Gunrock does not natively support bipartite graphs, but it is straightforward for programmers to implement algorithms that expect bipartite graphs by keeping track of the number of nodes in each node set. However, for multi-GPU implementations, the fact that a graph is bipartite may be useful for determining the optimal graph partitioning.

### Notes on multi-GPU parallelization

Multiple GPU support for GraphBLAS is on the roadmap. Unlike the Seeded Graph Matching problem -- which requires the `mxm`

, `mxv`

and `vxm`

primitives, which in turn necessitates possible changes in data layout -- this problem only requires the `mxm`

primitive, so multiple GPU support for graph projections is easier than for SGM.

Even though extending matrix multiplication to multiple GPUs can be straightforward, doing so in a backend-agnostic fashion that abstracts away the placement (i.e. which part of matrix A goes on which GPU) may still be quite challenging.
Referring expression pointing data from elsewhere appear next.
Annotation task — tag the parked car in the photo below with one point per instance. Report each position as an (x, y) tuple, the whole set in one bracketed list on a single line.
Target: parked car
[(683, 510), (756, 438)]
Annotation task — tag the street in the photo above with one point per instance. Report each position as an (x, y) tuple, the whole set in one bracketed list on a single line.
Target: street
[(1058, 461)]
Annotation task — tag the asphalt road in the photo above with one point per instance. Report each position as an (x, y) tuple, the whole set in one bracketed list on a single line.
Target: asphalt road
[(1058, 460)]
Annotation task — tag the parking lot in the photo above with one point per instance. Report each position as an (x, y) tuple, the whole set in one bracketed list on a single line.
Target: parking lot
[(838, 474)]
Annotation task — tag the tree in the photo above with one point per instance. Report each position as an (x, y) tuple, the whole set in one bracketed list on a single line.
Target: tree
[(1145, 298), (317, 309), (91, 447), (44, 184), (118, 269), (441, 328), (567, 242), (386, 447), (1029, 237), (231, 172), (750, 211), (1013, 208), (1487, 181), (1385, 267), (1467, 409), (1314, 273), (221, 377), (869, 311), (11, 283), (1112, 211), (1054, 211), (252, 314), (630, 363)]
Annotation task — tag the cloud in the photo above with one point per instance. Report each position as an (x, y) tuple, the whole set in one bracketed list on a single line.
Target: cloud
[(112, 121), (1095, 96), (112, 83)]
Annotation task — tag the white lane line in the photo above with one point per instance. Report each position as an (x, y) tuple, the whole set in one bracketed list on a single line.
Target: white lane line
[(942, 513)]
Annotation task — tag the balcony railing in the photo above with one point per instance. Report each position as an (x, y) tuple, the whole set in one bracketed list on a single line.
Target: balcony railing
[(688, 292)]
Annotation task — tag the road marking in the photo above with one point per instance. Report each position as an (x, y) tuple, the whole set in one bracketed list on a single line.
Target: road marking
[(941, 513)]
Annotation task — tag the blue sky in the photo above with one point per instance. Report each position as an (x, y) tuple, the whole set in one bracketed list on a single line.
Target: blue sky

Further discussion can be found here.

### Notes on dynamic graphs

This workflow does not have an explicit dynamic component. The graph projection operation seems like it would be fairly straightforward to adapt to dynamic graphs -- as nodes/edges are added to `G`

, we create/increment the weight of the appropriate edges in `H`

. However, this adds an additional layer of complexity to the memory allocation step, as we can't use the two-pass approach to allocate memory conservatively.

### Notes on larger datasets

If the dataset were too big to fit into the aggregate GPU memory of multiple GPUs on a node, then two directions can be taken in order to be able to tackle these larger datasets:

- Out-of-memory: Compute using part of the dataset at a time on the GPU, and save the completed result to CPU memory. This method is slower than distributed, but cheaper and easier to implement.
- Distributed memory: If GPU memory of a single node is not enough, use multiple nodes. This method can be made to scale for infinitely large datasets provided the implementation is good enough (faster than out-of-memory, but more expensive and difficult).

### Notes on other pieces of this workload

This workload does not involve any non-graph components.